Last week, the El Segundo-based thrift made national headlines by paying $2.6 million to reclaim the Brentwood mansion owned by former football star O.J. Simpson.

The glamorous home in the tony section of Los Angeles was sold at auction after Mr. Simpson defaulted on a $2.5 million mortgage from Hawthorne. The $900 million-asset thrift had granted Mr. Simpson the loan, originally for $3 million, while he was on trial accused of the stabbing deaths of his ex-wife, Nicole Brown Simpson, and her friend, Ronald Goldman.

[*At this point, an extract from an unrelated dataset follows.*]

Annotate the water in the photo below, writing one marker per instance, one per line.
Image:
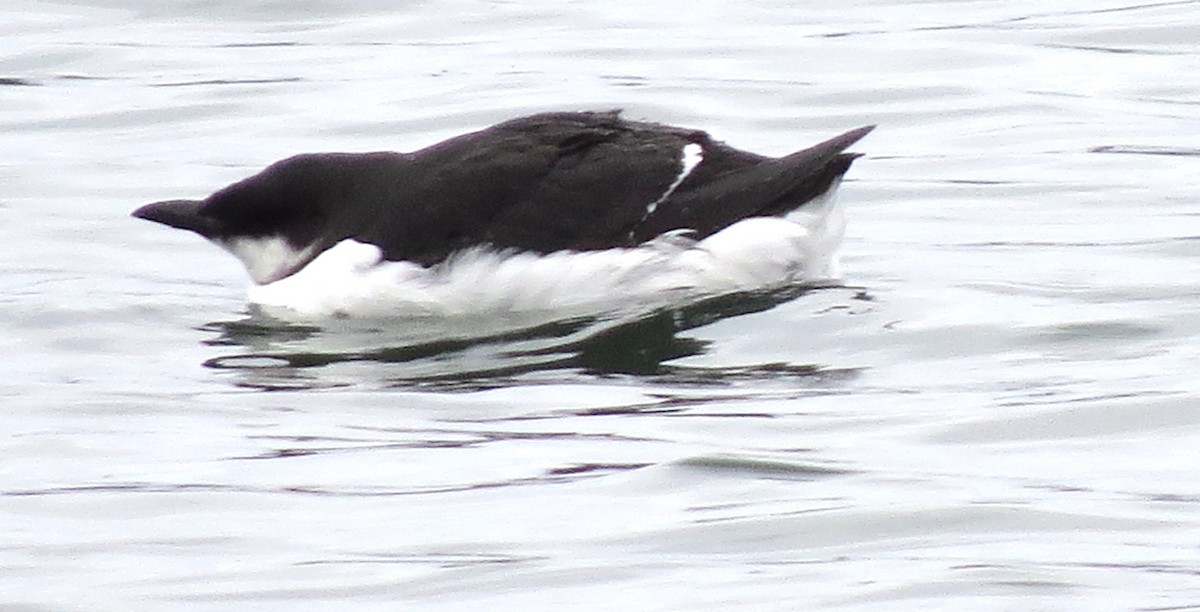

Although acquitted of criminal charges, Mr. Simpson faces mounting legal debts and a $33.5 million wrongful death verdict that the victims' families won in a civil trial this year. The bank foreclosed on the unpaid portion of the original loan this spring. Now, it's up to Hawthorne to find a buyer-and a profit.

"The house is worth substantially more than the debt ... given what it is, where it is," said Scott Braly, Hawthorne's president and chief executive officer. "That's why we did what we did."

But don't expect Mr. Braly to come out with the next tell-all book about his thrift's dealings with O.J. He's never met the Juice and doesn't plan to. Nor does he have any emotions about evicting Mr. Simpson from his longtime home.

In fact, he's rather blase about what he considers business as usual. "It's been a nonevent," Mr. Braly said.

One of the thrift's principal businesses is making loans to wealthy people who need extra money and can put their large, expensive homes up as collateral, he said.

"He clearly needed the money for his defense," Mr. Braly said. "I think it's probably safe to say that in March 1995, there would have been few institutions willing even to entertain financing Mr. Simpson."

Mr. Braly said the thrift has financed homes much bigger than the Simpson mansion. The gated Brentwood estate features six bathrooms, a screening room, and an Olympic-sized swimming pool.

To O.J.-watchers, the mansion is immortalized as the place where former L.A. police detective Mark Fuhrman says he found the bloody glove. Its guest house was the home of professional guest and sometime actor Brian "Kato" Kaelin.

Since the 1994 murders, the house has become one of Los Angeles' biggest tourist attractions, with O.J.'s fans and detractors stopping before its gates for a peek or a picture.

Sylvia Long, a real estate agent at the Brentwood office of Coldwell Banker, said Hawthorne got a great deal. A mansion down the street was sold for $3 million recently.

"It was not as nice as his," said Ms. Long, whose firm sold Mr. Simpson the house for $650,000 in 1977. "They certainly can get $3 million. The market has picked up."